Strikethrough to Simple

The viva is not a mysterious unknown cobbled together from the worst-case scenarios that keep you awake at night about your research. There are regulations and best practices, a structure that rests on and comes from your own work. It’s not thrown together in the moment or something that jumps out of left field. Yours will be unique, but based on a common structure with others, and if you ask the right people the right questions then you can prepare for it.

Vivas don’t just happen. You can learn about them and prepare for them.

Effective preparation is based on a continuation of the types of work you must have done throughout your PhD. The kinds of work that create good research are the kinds of work that will serve you well on the run up to the viva. Asking questions and making summaries, finding opportunities to discuss your work and answer questions, making space for deep thinking – all will be valuable, you just apply them a little differently.

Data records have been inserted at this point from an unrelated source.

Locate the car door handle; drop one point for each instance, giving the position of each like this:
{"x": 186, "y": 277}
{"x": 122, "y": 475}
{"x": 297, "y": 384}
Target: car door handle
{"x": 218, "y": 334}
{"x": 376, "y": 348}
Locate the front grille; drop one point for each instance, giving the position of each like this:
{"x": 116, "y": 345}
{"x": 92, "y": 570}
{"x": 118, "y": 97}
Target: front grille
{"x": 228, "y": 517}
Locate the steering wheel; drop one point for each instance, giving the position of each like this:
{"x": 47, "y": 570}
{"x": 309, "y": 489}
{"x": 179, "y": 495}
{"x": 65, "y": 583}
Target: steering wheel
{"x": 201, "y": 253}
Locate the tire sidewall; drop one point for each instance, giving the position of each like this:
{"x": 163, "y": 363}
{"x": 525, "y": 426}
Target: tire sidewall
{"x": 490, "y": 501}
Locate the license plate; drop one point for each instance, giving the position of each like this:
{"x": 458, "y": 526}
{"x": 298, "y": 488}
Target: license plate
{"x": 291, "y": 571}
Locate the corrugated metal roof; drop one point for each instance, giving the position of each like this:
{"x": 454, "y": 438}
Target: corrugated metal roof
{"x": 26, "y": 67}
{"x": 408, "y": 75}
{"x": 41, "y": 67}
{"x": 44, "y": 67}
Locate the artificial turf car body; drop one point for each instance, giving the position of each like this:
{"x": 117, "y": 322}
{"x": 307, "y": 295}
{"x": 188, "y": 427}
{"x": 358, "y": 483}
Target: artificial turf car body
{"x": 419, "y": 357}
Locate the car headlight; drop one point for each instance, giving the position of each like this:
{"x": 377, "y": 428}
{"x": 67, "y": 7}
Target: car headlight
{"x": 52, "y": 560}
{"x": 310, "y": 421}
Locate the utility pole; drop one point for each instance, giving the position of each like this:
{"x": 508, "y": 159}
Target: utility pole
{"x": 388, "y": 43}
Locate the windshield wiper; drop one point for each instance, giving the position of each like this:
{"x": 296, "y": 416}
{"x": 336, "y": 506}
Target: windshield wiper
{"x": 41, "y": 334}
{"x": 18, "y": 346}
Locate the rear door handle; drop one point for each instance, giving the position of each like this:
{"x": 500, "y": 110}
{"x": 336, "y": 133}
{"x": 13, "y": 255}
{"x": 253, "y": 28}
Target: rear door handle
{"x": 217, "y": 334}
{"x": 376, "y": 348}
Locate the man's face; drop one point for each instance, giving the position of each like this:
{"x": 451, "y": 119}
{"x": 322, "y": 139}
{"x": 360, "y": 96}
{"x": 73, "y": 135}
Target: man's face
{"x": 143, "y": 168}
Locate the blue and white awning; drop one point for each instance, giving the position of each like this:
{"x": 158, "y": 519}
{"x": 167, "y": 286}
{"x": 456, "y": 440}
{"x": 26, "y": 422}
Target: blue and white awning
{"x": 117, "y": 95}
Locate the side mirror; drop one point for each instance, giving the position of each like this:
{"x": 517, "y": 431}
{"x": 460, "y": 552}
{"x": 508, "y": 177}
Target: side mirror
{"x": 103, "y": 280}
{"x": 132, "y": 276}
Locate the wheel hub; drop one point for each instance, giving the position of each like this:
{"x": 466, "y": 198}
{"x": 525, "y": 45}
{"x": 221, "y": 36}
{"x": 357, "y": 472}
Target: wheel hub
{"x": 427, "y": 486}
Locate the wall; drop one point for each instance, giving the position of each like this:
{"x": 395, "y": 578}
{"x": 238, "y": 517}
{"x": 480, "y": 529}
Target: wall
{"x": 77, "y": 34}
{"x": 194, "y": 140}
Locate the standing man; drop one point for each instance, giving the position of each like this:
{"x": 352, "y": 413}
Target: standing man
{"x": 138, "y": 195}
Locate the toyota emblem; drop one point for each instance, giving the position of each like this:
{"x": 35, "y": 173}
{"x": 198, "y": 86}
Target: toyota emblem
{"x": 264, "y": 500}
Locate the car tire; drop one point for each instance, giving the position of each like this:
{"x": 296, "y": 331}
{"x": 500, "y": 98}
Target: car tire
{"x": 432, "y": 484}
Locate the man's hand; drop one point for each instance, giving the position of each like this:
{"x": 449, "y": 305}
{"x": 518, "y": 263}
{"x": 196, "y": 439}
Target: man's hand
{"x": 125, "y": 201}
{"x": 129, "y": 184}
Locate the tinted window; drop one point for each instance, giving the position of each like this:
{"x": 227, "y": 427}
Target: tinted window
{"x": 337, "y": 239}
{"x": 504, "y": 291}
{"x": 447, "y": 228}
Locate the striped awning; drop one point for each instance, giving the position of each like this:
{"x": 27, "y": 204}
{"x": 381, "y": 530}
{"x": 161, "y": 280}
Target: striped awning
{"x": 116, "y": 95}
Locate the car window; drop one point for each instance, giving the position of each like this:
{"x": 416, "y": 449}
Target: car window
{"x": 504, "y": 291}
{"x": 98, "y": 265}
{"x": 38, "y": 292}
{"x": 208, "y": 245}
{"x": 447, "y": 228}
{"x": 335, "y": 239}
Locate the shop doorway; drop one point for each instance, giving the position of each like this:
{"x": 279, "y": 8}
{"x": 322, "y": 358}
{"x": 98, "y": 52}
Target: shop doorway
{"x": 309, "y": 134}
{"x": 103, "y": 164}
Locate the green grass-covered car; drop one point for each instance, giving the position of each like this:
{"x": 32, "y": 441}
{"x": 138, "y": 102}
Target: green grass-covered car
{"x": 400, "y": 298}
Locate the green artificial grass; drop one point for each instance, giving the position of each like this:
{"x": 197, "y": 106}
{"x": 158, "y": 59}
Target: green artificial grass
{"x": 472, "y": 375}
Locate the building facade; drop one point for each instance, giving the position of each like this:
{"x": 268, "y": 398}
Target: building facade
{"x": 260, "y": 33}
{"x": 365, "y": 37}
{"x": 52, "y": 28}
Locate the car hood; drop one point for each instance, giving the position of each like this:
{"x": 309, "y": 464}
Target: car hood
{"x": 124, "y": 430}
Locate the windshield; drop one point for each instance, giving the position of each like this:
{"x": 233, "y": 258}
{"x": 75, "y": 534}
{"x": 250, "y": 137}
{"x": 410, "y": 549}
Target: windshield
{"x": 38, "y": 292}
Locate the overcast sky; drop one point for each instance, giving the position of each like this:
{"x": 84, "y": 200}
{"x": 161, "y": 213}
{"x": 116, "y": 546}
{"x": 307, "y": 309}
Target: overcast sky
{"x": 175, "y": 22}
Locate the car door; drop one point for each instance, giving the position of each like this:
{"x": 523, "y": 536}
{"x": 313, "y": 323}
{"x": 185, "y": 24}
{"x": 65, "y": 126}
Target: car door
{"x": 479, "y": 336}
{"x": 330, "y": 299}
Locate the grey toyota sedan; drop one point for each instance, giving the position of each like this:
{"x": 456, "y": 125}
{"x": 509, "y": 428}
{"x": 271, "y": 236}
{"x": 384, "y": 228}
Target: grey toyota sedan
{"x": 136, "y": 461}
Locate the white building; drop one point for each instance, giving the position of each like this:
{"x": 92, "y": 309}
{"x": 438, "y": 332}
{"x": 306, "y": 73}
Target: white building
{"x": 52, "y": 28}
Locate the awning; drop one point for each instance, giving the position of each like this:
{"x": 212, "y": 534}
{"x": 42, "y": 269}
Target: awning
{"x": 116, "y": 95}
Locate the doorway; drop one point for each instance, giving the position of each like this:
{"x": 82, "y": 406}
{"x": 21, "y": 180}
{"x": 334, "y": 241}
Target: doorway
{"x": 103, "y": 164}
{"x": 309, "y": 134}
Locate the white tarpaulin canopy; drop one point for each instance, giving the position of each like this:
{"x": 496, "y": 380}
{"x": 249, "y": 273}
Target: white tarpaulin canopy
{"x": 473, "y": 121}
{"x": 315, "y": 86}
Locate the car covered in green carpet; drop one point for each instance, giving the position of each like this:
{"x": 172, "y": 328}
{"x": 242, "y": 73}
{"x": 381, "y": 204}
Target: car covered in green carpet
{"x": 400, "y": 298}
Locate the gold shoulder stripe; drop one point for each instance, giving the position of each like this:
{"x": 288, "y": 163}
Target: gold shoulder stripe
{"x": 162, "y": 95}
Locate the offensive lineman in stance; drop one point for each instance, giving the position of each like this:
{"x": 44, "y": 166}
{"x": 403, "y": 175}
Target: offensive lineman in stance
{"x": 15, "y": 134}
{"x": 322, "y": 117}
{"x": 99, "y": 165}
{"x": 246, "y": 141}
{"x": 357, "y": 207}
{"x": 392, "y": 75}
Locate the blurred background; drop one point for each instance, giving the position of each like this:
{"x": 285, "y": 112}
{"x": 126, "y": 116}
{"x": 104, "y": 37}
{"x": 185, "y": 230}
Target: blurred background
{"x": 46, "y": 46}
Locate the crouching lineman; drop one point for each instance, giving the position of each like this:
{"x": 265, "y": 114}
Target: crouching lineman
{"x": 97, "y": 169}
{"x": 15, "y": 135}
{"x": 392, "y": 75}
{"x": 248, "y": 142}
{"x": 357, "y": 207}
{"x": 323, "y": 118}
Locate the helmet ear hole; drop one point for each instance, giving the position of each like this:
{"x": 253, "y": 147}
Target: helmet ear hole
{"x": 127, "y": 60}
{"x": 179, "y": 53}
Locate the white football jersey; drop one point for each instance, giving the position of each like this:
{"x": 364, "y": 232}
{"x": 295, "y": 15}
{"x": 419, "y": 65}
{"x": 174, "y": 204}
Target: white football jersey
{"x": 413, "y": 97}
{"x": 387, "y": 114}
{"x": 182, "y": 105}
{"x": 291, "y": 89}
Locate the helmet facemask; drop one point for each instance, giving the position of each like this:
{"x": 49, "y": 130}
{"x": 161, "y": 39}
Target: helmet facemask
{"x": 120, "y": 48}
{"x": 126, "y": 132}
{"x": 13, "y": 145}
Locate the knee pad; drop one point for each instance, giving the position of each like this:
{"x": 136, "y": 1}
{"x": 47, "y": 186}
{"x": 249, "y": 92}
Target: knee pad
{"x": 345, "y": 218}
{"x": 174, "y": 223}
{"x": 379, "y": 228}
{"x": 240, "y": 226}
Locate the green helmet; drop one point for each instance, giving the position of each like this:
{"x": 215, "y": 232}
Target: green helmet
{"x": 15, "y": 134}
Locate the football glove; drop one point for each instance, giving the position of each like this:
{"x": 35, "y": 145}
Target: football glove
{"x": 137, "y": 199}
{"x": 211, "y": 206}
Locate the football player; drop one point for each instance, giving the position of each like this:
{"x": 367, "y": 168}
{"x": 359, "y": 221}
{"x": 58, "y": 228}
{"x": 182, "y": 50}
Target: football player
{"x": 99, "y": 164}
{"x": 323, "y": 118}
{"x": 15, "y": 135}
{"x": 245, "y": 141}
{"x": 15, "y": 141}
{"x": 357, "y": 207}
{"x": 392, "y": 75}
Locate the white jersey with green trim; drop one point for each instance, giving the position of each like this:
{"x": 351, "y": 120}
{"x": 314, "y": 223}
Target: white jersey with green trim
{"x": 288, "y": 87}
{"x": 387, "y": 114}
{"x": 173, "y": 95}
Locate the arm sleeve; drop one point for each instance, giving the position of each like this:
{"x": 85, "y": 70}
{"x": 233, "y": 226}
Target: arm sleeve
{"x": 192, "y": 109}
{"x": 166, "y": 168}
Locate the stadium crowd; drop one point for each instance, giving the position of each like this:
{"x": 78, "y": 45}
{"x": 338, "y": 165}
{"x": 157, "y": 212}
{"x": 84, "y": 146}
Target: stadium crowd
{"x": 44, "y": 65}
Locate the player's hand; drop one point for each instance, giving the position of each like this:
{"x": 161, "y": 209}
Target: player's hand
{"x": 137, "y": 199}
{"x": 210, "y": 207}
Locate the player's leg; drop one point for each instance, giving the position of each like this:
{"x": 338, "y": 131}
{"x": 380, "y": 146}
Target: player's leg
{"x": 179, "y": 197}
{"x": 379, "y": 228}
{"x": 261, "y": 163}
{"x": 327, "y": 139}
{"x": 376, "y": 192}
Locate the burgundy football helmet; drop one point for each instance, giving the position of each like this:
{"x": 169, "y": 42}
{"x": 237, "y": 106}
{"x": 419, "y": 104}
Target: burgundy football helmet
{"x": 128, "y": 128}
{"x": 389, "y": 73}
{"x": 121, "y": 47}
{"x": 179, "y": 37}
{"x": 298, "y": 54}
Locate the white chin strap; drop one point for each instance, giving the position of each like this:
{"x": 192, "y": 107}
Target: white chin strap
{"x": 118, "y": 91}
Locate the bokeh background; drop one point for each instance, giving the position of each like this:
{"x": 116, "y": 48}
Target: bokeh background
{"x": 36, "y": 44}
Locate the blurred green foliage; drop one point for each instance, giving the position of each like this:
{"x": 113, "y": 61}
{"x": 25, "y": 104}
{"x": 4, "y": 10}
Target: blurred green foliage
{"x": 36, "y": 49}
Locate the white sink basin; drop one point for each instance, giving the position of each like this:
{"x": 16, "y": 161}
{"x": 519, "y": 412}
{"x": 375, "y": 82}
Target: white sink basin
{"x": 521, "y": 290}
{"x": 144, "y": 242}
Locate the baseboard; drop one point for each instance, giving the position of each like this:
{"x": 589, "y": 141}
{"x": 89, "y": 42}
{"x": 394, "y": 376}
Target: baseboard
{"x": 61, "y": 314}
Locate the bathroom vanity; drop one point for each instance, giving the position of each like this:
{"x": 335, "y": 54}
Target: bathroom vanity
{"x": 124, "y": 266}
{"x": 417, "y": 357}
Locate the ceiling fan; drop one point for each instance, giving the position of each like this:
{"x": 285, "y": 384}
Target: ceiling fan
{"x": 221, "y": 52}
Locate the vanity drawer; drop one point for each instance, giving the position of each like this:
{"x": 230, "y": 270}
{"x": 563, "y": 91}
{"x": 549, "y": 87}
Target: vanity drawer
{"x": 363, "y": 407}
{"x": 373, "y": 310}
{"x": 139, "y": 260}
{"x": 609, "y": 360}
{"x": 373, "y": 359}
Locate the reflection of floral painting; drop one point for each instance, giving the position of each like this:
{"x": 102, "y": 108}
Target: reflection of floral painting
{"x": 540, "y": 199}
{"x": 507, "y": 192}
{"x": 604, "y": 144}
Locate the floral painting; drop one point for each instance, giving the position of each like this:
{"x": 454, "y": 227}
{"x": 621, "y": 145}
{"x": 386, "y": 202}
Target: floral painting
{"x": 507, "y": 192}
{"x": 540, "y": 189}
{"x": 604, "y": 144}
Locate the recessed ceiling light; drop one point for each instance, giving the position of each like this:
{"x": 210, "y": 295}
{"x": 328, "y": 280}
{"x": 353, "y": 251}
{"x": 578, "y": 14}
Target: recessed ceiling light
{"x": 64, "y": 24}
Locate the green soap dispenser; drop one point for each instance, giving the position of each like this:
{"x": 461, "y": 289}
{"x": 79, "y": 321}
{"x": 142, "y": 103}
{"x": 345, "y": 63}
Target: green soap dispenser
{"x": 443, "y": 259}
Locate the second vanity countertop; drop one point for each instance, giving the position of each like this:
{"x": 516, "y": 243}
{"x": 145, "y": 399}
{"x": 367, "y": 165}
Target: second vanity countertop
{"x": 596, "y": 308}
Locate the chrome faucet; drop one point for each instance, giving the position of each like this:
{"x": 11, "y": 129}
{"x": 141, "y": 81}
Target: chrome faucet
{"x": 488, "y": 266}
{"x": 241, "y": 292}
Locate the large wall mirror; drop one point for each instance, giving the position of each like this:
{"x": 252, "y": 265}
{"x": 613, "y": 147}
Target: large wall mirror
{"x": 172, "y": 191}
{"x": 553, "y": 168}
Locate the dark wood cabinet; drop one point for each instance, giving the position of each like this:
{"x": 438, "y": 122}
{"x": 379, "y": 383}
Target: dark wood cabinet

You know all the stuff that you did to do your research? Keep doing it.

A PhD thesis can vary in size wildly between disciplines, and academic language in your field may allow for or necessitate a grandiose usage of words, sentences and other meaning-bearing symbols. But you don’t need to focus on every single word in order to feel fully prepared for your viva voce: what if you took some parts of your work and actively crossed things out, leaving only the most important and needed ideas? Do you need everything, or would it be good to strikethrough and make it simpler? Would that be an effective tool for you in order to help figure out what matters most? There could be a great freedom in doing it – although perhaps you might want to use a separate copy of a chapter to help, rather than obliterate parts of your thesis!

Strikethrough to simple: cross things out and leave the most important material. But maybe use a spare printout!